Rectifiability and elliptic measures on 1-sided NTA domains with Ahlfors-David regular boundaries

TL;DR

This paper characterizes the rectifiability of boundaries of 1-sided NTA domains with Ahlfors-David regularity through harmonic measure and elliptic measures, linking geometric and measure-theoretic properties.

Contribution

It provides a new characterization of boundary rectifiability in terms of harmonic and elliptic measures, extending previous results to more general elliptic operators.

Findings

Rectifiability is equivalent to absolute continuity of surface measure with harmonic measure.

Boundaries can be covered by portions of chord-arc subdomains.

Existence of exterior corkscrew points is linked to rectifiability.

Abstract

Let $\Omega \subset \mathbb{R}^{n+1}$, $n\geq 2$, be 1-sided NTA domain (aka uniform domain), i.e. a domain which satisfies interior Corkscrew and Harnack Chain conditions, and assume that $\partial\Omega$ is $n$-dimensional Ahlfors-David regular.
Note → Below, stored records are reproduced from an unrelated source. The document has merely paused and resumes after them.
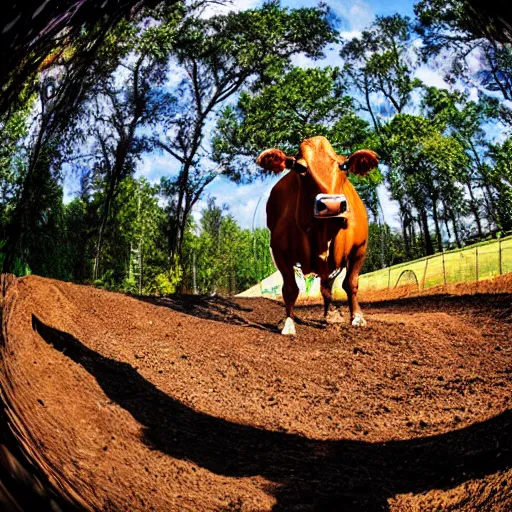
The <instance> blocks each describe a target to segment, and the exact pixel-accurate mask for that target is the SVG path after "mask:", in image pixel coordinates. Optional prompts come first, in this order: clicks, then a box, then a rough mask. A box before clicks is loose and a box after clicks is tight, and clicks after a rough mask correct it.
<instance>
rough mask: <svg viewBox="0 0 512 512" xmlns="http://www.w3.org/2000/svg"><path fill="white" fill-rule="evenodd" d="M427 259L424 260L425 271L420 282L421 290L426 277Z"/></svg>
mask: <svg viewBox="0 0 512 512" xmlns="http://www.w3.org/2000/svg"><path fill="white" fill-rule="evenodd" d="M428 260H429V259H428V258H427V259H426V260H425V269H424V270H423V279H422V280H421V289H422V290H424V289H425V278H426V277H427V267H428Z"/></svg>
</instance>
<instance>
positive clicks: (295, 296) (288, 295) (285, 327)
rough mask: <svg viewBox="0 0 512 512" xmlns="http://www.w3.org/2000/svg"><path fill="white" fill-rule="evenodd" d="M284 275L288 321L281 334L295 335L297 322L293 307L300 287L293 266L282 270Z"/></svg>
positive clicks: (283, 327)
mask: <svg viewBox="0 0 512 512" xmlns="http://www.w3.org/2000/svg"><path fill="white" fill-rule="evenodd" d="M281 274H282V276H283V299H284V303H285V305H286V321H285V323H284V327H283V330H282V331H281V334H285V335H288V336H295V335H296V334H297V333H296V331H295V322H294V321H293V307H294V306H295V301H296V300H297V297H298V296H299V287H298V286H297V282H296V281H295V272H294V270H293V266H292V267H289V268H288V267H286V268H285V269H283V270H281Z"/></svg>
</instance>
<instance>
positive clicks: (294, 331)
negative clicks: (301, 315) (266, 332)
mask: <svg viewBox="0 0 512 512" xmlns="http://www.w3.org/2000/svg"><path fill="white" fill-rule="evenodd" d="M281 334H285V335H286V336H295V335H296V334H297V332H296V331H295V323H294V322H293V320H292V319H291V318H290V317H288V318H287V319H286V322H285V323H284V327H283V330H282V331H281Z"/></svg>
We characterize the rectifiability of $\partial\Omega$ in terms of the absolute continuity of surface measure with respect to harmonic measure. We also show that these are equivalent to the fact that $\partial\Omega$ can be covered $\mathcal{H}^n$-a.e. by a countable union of portions of boundaries of bounded chord-arc subdomains of $\Omega$ and to the fact that $\partial\Omega$ possesses exterior corkscrew points in a qualitative way $\mathcal{H}^n$-a.e. Our methods apply to harmonic measure and also to elliptic measures associated with real symmetric second order divergence form elliptic operators with locally Lipschitz coefficients whose derivatives satisfy a natural qualitative Carleson condition.